Genre: Jazz ,Hard Bop
Origin: U.S.A
Active: 1957 - 2016
Listen on Coda
In the bass chair, Bob Cranshaw mirrored the profile of a veteran saxophonist who never became a superstar yet commanded steady regard for reliable mastery. He maintained long-running associations with many leading figures in jazz. Although his sound remained understated, his precise timekeeping, deep command of harmony, and broad adaptability placed him on a striking number of sessions and road engagements from the closing years of the 1950s onward. Early training on piano and drums gave way to bass and tuba once he reached high school. In 1957 he helped form Walter Perkins’ MJT +3, traveled with that ensemble to New York in 1960, and, after the group dissolved two years later, became a sideman with Sonny Rollins.
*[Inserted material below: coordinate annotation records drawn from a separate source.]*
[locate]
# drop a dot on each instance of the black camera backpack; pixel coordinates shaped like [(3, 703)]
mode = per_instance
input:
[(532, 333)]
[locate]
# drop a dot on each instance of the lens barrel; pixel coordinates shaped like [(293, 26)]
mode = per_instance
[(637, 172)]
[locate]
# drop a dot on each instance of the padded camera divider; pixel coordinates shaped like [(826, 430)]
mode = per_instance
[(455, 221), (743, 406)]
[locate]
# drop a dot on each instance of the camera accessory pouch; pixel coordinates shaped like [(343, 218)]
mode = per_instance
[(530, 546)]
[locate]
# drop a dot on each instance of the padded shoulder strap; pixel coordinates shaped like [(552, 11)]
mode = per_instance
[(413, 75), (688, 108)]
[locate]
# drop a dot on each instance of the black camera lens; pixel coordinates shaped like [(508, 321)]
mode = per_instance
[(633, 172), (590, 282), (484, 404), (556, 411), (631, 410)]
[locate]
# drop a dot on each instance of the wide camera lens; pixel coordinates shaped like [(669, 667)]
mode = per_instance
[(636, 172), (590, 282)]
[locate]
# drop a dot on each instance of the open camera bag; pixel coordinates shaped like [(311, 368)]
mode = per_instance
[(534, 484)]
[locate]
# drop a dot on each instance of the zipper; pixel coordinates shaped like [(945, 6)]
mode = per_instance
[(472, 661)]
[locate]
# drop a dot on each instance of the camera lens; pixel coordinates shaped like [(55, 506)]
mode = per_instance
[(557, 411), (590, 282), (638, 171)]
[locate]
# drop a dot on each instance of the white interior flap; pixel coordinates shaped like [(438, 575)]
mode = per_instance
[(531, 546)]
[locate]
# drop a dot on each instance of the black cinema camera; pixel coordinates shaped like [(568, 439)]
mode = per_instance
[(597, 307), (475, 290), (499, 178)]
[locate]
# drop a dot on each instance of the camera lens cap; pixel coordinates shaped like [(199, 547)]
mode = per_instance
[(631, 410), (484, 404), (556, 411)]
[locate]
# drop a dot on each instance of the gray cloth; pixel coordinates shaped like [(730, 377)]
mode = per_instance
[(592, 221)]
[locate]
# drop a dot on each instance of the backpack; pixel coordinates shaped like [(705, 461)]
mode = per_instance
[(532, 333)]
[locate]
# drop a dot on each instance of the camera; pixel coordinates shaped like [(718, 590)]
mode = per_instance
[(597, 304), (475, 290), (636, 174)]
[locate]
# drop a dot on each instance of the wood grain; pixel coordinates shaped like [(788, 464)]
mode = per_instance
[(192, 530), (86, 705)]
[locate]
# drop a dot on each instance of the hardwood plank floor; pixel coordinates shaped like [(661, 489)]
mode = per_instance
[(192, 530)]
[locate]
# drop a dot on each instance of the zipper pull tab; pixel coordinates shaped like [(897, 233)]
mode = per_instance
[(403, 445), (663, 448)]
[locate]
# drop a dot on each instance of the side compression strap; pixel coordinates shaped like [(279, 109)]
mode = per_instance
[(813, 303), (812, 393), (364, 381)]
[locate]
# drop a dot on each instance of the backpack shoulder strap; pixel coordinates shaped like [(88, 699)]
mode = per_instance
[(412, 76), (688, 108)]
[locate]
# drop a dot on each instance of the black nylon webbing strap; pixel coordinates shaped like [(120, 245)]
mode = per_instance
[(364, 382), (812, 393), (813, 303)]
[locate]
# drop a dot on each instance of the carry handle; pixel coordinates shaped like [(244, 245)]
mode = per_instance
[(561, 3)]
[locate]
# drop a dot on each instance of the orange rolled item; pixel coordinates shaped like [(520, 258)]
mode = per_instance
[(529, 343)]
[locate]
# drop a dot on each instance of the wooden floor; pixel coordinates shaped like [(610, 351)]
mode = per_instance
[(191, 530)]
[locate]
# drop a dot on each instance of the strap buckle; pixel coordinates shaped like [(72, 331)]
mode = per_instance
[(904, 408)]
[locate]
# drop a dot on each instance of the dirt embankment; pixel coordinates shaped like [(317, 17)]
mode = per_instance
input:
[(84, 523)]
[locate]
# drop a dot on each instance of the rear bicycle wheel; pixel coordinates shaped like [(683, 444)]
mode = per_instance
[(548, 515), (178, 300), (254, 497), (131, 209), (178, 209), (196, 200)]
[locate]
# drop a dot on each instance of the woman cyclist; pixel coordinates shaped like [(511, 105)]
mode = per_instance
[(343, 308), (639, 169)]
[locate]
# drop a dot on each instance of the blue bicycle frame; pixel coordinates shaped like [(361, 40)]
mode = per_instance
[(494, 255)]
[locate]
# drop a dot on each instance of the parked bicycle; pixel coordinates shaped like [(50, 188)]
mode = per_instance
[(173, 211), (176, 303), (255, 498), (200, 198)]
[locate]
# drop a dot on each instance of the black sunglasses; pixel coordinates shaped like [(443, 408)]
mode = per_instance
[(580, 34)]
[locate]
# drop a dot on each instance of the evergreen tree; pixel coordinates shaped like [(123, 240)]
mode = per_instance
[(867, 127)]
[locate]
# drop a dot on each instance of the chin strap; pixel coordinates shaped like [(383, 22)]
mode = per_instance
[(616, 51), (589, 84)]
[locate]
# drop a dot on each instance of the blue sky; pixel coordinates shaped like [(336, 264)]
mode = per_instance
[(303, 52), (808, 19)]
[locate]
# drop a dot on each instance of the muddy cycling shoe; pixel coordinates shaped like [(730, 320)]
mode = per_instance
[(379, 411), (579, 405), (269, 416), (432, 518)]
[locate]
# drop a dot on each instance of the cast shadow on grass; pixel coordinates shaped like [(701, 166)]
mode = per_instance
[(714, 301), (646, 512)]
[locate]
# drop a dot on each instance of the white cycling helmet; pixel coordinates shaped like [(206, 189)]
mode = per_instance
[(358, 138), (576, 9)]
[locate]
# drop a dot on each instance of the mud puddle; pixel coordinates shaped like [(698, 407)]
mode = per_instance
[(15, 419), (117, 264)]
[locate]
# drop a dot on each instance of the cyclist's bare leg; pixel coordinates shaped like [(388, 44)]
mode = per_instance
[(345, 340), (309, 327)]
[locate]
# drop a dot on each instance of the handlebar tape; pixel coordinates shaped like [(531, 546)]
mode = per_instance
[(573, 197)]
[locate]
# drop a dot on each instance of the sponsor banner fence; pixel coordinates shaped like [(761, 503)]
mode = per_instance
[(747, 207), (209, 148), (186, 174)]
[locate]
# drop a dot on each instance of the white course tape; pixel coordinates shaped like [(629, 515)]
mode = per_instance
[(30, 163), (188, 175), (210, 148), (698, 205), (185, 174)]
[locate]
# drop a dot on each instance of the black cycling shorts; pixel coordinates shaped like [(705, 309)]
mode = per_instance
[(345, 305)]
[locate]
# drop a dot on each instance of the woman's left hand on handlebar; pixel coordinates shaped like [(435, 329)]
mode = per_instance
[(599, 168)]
Additional work came with both the small groups and the big band led by Duke Pearson. A separate path opened in television, most visibly through his long-running role on Sesame Street, while theater-pit assignments also filled his calendar; jazz opportunities nevertheless remained abundant. Among the players he accompanied were Lee Morgan, Wes Montgomery, Coleman Hawkins, Johnny Hodges, Horace Silver, McCoy Tyner, Thelonious Monk, Jimmy Heath, James Moody, and Buddy Rich, and he toured with George Shearing, Joe Williams, Ella Fitzgerald, and Oscar Peterson. During the 1970s he enlarged his stylistic range by adopting electric bass. Frequent reunions with Rollins continued through the 1980s and 1990s. No leader dates by Cranshaw appeared in the digital era, yet his contributions survive on numerous recordings by Rollins, McCoy Tyner, and MJT +3, among others. He succumbed to cancer at his Manhattan residence in November 2016, aged 83.